1959: A Novel
Author: Thulani Davis
Publisher: Grove Press (1992)
The year Willie Tarrant turned twelve was the year Billie Holiday died, Mickey and Sylvia were singing “Love is Strange” on the radio, and Willie had her first date. Her father and the other adults in town were worried about integration, but for Willie, that was just another problem she wouldn’t have a choice about facing, like pulling weeds or what to do about boys.
Some of the parents were afraid of what might happen when their children were sent to school with the rednecks in town, and some were concerned that the quality of the school wasn’t as high, but before long it was too late to worry. During the winter, eight black college students, wearing suits and ties and fresh haircuts, went into the local Woolworth’s and sat down at the lunch counter, and nothing was the same again anyway.

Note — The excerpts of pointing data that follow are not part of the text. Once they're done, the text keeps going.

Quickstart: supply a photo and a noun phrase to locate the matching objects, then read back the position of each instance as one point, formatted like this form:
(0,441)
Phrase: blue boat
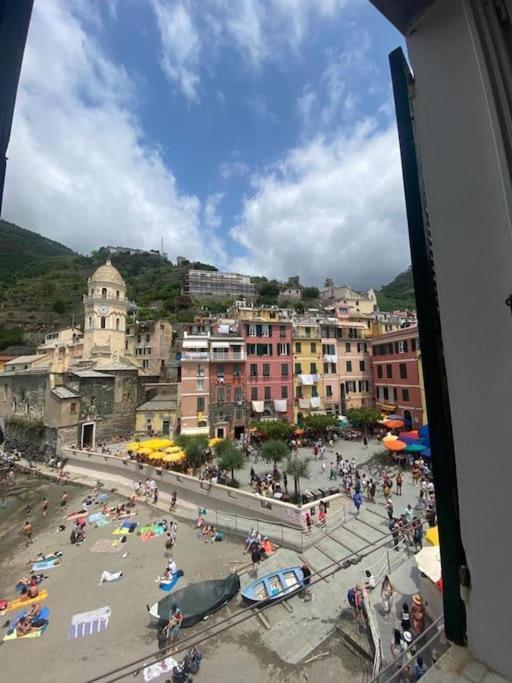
(274,585)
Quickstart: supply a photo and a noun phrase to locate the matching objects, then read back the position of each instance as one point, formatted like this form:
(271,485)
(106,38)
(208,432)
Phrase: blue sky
(257,135)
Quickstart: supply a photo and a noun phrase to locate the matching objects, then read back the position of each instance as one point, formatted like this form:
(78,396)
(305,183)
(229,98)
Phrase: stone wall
(31,438)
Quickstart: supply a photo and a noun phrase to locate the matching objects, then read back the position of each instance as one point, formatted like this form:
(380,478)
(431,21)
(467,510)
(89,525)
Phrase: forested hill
(398,294)
(42,283)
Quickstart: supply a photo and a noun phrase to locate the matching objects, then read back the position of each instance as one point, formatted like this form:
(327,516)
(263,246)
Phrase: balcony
(98,298)
(227,356)
(195,355)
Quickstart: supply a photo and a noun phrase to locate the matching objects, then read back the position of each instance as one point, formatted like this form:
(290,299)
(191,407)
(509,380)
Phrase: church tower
(105,309)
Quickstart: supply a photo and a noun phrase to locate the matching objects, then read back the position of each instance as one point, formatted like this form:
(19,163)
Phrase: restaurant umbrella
(394,424)
(414,448)
(432,535)
(395,445)
(390,437)
(414,434)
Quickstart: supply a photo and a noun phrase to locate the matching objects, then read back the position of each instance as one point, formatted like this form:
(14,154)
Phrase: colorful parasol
(395,446)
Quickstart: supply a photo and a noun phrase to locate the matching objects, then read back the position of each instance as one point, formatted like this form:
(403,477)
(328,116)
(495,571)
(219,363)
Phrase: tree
(195,447)
(59,306)
(318,424)
(298,469)
(310,293)
(275,450)
(362,417)
(274,429)
(232,459)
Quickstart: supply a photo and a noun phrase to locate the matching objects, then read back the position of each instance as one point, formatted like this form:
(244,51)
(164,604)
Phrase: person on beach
(386,594)
(27,532)
(306,581)
(175,620)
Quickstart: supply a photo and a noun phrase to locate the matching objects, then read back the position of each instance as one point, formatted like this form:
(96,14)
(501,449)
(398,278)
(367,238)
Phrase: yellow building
(308,383)
(105,309)
(156,416)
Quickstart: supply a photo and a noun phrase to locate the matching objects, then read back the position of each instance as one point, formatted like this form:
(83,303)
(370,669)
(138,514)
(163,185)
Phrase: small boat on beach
(274,585)
(196,601)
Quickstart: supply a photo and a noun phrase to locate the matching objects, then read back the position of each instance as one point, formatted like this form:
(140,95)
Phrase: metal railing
(384,565)
(228,356)
(289,536)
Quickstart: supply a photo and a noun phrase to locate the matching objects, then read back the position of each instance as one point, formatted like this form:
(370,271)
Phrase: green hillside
(398,294)
(42,283)
(25,254)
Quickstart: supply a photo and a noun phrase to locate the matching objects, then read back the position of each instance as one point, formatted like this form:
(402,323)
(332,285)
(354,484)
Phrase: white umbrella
(429,562)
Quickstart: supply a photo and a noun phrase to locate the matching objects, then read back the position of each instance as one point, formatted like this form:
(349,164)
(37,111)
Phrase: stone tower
(105,308)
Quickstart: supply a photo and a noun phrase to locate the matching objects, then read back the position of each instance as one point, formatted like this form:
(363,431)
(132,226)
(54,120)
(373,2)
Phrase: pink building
(397,375)
(268,369)
(195,381)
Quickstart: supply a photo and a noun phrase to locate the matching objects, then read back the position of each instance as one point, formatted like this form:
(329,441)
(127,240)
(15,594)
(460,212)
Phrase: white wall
(469,200)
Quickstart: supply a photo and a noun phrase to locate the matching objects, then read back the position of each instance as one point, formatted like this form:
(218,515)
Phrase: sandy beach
(73,588)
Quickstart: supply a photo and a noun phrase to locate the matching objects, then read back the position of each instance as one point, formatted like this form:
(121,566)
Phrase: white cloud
(79,169)
(180,45)
(230,169)
(212,219)
(333,207)
(192,31)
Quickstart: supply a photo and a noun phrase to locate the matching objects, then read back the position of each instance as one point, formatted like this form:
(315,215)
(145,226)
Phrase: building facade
(307,369)
(150,342)
(268,369)
(214,283)
(105,311)
(397,375)
(362,302)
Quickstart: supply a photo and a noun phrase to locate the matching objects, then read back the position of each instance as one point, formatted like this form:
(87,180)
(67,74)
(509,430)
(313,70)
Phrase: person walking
(358,501)
(27,532)
(399,484)
(256,555)
(386,593)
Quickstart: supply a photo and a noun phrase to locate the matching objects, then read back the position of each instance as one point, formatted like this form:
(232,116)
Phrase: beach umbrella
(395,446)
(432,535)
(390,437)
(393,424)
(414,448)
(174,457)
(429,562)
(410,435)
(424,432)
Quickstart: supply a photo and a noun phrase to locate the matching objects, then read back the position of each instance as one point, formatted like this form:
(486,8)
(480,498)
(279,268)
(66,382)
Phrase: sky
(256,135)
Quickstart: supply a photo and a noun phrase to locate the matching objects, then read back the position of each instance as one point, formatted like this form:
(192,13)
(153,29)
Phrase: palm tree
(275,450)
(232,459)
(298,469)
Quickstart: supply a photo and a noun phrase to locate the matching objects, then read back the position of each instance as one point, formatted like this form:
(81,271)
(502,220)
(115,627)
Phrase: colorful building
(268,369)
(194,391)
(355,370)
(307,368)
(228,408)
(397,375)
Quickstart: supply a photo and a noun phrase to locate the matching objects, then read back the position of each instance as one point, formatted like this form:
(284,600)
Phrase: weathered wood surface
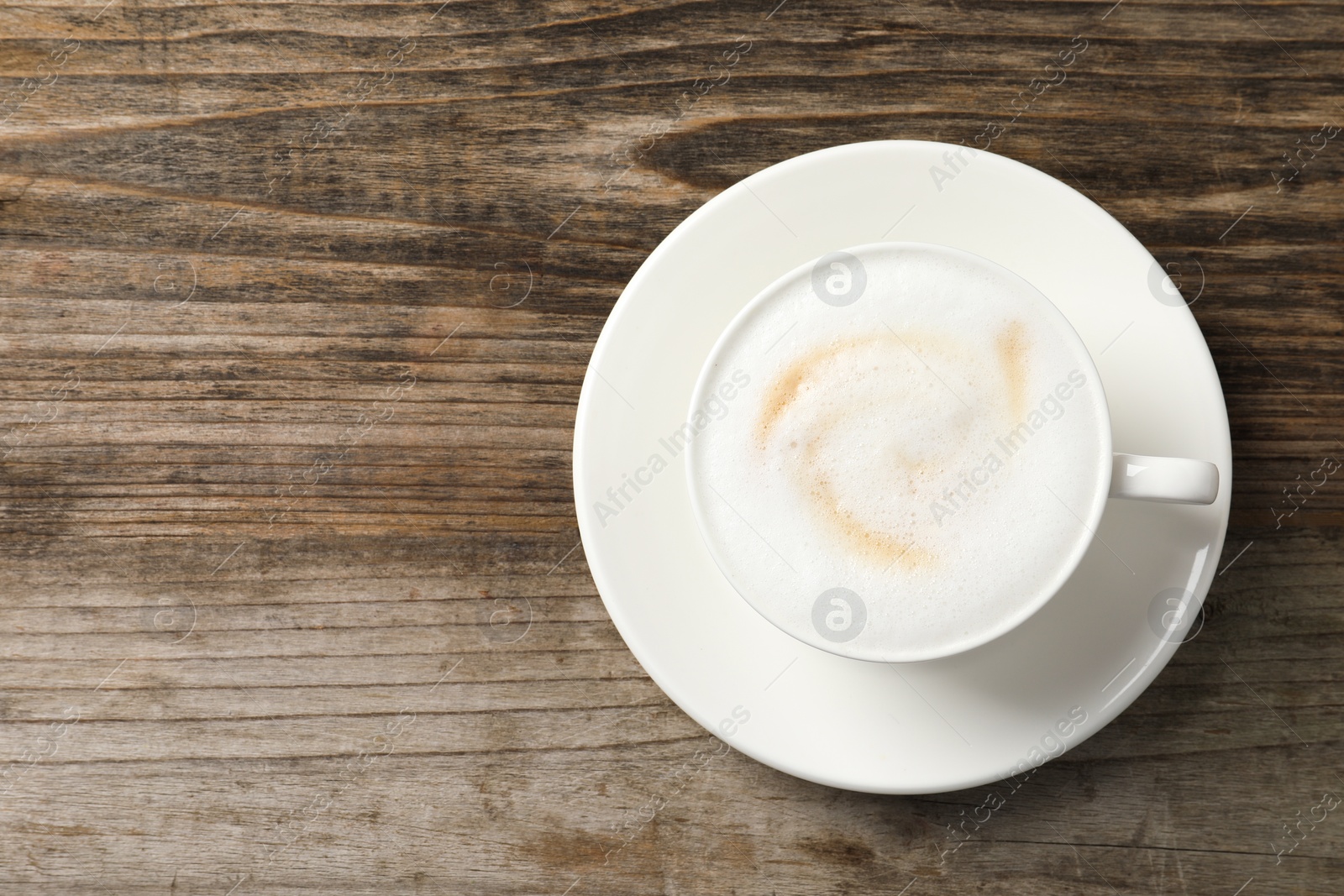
(257,511)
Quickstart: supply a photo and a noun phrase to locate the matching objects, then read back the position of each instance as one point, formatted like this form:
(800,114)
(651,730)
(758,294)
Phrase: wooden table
(296,308)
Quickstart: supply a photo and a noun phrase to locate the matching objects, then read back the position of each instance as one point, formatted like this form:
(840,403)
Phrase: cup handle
(1169,479)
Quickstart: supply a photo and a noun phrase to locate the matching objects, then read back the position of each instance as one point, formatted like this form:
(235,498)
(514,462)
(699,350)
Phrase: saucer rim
(645,649)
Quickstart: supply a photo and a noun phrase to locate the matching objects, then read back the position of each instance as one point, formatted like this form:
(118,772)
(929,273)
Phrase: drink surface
(916,458)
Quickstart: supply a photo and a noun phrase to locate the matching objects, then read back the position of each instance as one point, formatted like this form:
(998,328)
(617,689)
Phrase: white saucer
(925,727)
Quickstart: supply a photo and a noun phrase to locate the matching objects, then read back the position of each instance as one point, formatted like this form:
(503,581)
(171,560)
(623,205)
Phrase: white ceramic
(941,725)
(853,610)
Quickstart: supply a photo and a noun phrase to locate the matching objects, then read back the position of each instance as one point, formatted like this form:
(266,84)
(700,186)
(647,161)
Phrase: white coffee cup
(925,457)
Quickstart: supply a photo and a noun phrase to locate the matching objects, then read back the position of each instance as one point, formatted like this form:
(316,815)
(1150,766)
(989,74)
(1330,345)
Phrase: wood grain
(297,301)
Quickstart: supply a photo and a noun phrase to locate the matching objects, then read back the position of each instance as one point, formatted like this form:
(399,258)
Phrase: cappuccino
(917,465)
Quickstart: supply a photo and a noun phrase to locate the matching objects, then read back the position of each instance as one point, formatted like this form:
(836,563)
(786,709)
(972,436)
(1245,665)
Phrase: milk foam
(934,448)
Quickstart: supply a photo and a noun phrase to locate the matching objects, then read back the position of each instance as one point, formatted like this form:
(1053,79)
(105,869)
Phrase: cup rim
(705,380)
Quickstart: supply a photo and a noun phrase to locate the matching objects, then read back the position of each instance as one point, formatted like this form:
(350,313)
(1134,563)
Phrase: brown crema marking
(878,547)
(1012,348)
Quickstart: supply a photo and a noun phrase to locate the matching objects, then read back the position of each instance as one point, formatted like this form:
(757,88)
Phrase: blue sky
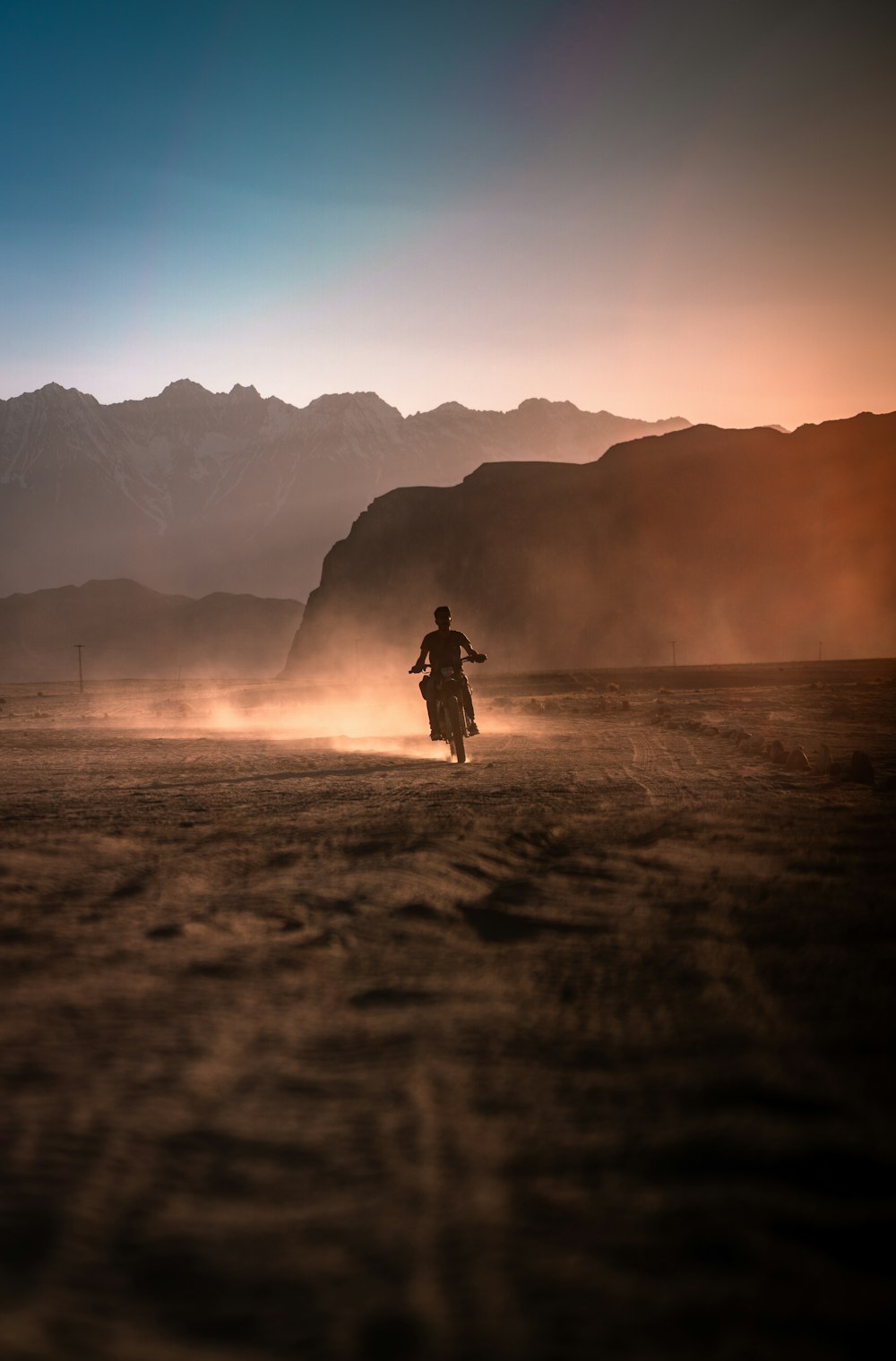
(651,207)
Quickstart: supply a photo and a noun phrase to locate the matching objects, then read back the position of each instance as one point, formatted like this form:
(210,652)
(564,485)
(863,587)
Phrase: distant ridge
(739,545)
(130,631)
(196,492)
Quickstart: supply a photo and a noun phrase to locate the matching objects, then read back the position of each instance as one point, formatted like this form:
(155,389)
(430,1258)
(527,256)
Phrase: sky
(654,207)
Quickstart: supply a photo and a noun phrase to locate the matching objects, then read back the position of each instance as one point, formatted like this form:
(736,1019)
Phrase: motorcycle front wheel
(455,728)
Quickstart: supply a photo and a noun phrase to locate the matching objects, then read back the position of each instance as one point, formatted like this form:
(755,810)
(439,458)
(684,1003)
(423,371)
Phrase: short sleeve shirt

That was the year integration shook the little town of Turner, Virginia, like an earth tremor. As it shook harder and harder, the old ways began to crumble, and Willie’s world, her family, her own quiet and serious father were so changed that she couldn’t always recognize them. And in the newly exposed cracks in that old world, Willie discovered a world she never knew existed.
Thulani Davis’s 1959 is a rare combination of power and poignance, recalling Carson McCullers as strongly as it does James Baldwin. In its honesty and its deep generosity of spirit, 1959 brings to live a pivotal moment in American history, with all its violence, surprise, and glorious hope.